Меня же мутит и отчасти смешит эта непоследовательность его или то, что Маркс и Лассаль «при всем уме» все-таки не все предусмотрели. И я говорю:

 Друг мой, социалист! Это что́ — зубная боль — настанет еще смерть, настанут раньше ее дурные и неспособные дети, настанут болезни и потеря жены.

 Потеря жены — все равно — возьму другую, — делает он «программную поправку».

 Ах, друг мой. Вот если рак голосовых связок — никакая «программа не поможет».

* * *

Да, променяю я Государя своего на повестушки Айзмана в «Русск. Бог.»!! Подставляй карман.

«Мрачного террориста вели в тюрьму, но сердце его было исполнено любви. Он говорил в себе: «О, люди, если бы вы знали»... «И ты, Кира, неужели ты меня забудешь».

Очень интересно.

* * *

Государи терпели. Государь наш чувствовал во время японской войны кой-что другое, чем Короленко.

Вообще государи терпели, этого никак нельзя забывать. Государствование есть терпение.

И мы, подданные, должны быть с «терпением государевым». Помогая ему трудом, сочувствием и пониманием.

Хочу быть «подданным» больше, чем «гражданином». «Гражданином» совсем не хочу быть. «Гражданин» есть претензия, выскочка и самомнение. А я русский.

Я грешен, вот почему я люблю Государя.

Я слаб и хочу «лежать за спиной у нашего Царя». Он — стена. Защита.

— Я рад, потому что это от Государя; не тому, что это хорошо или дурно, но тому, что от Государя.

Вот мой ответ, — интеллигента, писателя и университанта (учился в Унив.).

(утром рано встав) (в ответ «мотивам литературным») 

* * * 

Снять нарекание с оплодотворения человеческого — на это уложена У2 моей литературной деятельности?

Скажут: «Напрасно; никто на него и не нарекает, когда оно творится надлежащим человеком, именуемым мужем, с надлежащею женщиною, именуемою женою, в надлежащее время, именуемое браком, с надлежащею целью — именно для произведения сынов отечеству и дщерей церкви. Брак установлен, и именно церковью: и кто на него нападает, тот противится церкви и будет ею побежден. О чем же вы писали 1/2 своей литературной деятельности?»

В самом деле, о чем?

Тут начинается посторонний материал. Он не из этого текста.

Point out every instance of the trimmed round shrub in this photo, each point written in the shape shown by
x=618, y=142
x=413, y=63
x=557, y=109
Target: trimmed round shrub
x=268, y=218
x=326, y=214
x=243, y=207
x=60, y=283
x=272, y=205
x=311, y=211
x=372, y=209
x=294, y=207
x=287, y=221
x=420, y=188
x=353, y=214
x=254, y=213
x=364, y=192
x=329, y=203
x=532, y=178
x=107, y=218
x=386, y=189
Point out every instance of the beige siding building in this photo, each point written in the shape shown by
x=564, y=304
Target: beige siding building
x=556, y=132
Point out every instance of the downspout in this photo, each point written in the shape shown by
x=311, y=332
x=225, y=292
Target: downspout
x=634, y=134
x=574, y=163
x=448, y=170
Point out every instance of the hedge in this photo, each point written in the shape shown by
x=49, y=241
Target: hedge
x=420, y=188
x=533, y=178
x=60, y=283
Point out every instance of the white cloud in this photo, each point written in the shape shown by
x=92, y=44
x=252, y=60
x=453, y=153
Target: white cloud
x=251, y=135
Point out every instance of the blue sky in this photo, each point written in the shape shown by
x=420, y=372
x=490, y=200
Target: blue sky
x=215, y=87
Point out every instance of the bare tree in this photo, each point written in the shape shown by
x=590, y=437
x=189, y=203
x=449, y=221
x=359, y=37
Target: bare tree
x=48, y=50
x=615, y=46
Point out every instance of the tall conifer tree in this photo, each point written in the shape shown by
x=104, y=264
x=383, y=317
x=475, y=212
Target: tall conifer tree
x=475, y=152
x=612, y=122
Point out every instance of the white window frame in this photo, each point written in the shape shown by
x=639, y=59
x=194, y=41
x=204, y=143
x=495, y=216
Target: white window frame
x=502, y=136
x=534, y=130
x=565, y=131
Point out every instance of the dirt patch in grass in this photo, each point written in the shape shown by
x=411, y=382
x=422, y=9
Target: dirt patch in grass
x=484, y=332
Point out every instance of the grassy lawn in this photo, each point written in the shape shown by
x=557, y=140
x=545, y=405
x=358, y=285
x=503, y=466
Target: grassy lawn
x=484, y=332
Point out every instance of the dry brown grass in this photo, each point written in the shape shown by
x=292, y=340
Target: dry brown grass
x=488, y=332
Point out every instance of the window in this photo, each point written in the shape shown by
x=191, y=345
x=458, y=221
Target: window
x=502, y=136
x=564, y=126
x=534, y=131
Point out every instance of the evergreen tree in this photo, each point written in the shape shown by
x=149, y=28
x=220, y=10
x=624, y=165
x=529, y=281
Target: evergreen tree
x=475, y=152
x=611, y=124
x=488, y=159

Но и церковь, и добрые люди могут понять, что было что-то «очень мало заметное», даже «вовсе не заметное», — что́ заставило меня забеспокоиться 15 лет назад и потратить столько чернил, нервов и времени на вопрос.

Почему это такое всеобщее молчание, т.е. всех равнодушие, к тому, что миллион лучшей мужской молодежи стоят под ружьем и это «ружье» заставило умолкнуть заповедь Божию о размножении, тогда как других заповедей, не только Божиих, но и «святых отцов» и «византийских императоров», церковь не уступала никакому напору государственной воли?

Посмотрите (исторически и у нас теперь) на вопрос о разводе, на вопрос о сокращении праздничных дней.

Почему это еще 500000 юношей, цветущих силами и здоровьем, в брачном возрасте, запрещены к браку, «потому что они учат логарифмы», и в сем случае уже не напор воли государства, но напор интеллигентной педагогики тоже заставил церковь «выдать ягненка из-под полы», дабы его съел волк. Почему ягненок-брак вообще выдается церковью и духовенством всякому, кто хочет откусить у него ногу, ухо, голову, хвост. Почему такое несберегание этого единственно «таинства» и только этой одной заповеди, как бы она перестала быть заповедью?

Почему в каждом городе, губернии, везде такое множество старых безмужних девушек? без детей, заботы, долга и обязанностей, присущих женщине?